United States: 30 months in the last 60
US naturalization requires you to have been a lawful permanent resident (LPR) for 5 years, and to have been physically present in the US for at least 30 months (913 days) of those 5 years. You must also have lived in the same USCIS district for at least 3 months before applying. Spouses of US citizens get a shorter path — 3 years of LPR status, 18 months of physical presence.
Test format: written vs oral
The Canadian test is the more familiar academic format: 20 multiple-choice and true/false questions in 30 minutes, written (now usually online via Zoom), passing mark 15 of 20. The curriculum is the Discover Canada guide — about 70 pages covering history, government, geography, rights, and symbols.
The US civics test is oral, given during the naturalization interview by a USCIS officer. You are asked 10 questions out of a fixed bank of 100 and must answer 6 correctly. Because the question bank is public, many applicants memorize all 100 answers in 2–4 weeks. There is also a basic English component (read one sentence, write one sentence) administered as part of the same interview.
Cost comparison
- Canadian adult application: CA$630 (CA$530 application + CA$100 right-of-citizenship fee). Children under 18: CA$100, no right-of-citizenship fee.

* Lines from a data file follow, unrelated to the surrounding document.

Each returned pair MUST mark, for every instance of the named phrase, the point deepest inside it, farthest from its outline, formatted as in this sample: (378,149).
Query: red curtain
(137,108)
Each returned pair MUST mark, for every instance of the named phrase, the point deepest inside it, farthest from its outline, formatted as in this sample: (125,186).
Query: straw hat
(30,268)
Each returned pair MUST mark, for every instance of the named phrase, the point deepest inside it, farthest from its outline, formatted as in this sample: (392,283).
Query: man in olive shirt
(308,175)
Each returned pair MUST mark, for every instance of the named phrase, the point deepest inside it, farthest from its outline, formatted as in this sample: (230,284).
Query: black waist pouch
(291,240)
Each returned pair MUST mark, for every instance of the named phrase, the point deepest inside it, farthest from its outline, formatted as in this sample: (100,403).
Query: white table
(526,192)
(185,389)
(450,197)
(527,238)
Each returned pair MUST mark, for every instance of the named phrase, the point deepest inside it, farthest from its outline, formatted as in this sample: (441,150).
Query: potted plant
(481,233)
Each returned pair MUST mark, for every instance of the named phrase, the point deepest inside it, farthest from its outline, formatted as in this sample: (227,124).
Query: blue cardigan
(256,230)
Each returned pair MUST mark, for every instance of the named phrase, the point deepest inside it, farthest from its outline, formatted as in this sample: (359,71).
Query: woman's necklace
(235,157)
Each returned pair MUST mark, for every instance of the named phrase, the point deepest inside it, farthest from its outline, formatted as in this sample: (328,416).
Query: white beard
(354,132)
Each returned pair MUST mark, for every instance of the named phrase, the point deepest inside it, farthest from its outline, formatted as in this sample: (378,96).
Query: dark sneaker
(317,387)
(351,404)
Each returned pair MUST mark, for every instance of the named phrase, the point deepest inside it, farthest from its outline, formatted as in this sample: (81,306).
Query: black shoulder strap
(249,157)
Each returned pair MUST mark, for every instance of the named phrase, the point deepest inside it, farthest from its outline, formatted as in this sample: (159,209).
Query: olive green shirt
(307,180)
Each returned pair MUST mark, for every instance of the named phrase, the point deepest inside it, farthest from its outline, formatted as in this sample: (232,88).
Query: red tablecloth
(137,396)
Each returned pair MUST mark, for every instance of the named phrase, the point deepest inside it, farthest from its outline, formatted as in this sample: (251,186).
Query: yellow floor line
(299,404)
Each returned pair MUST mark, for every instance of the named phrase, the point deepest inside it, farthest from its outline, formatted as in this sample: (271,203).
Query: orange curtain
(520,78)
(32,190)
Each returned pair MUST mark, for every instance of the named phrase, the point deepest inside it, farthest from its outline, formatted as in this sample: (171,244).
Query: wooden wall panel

- US adult naturalization: USD$760 for the paper N-400, or USD$710 if filed online. Since USCIS's April 2024 fee restructure, biometrics are bundled into the form fee — there is no separate $85 biometric fee anymore. Applicants 75+ have biometrics waived entirely.
At current exchange rates (~CA$1.36 to USD$1), the US fee is approximately CA$1,030 — about 60% more than the Canadian fee.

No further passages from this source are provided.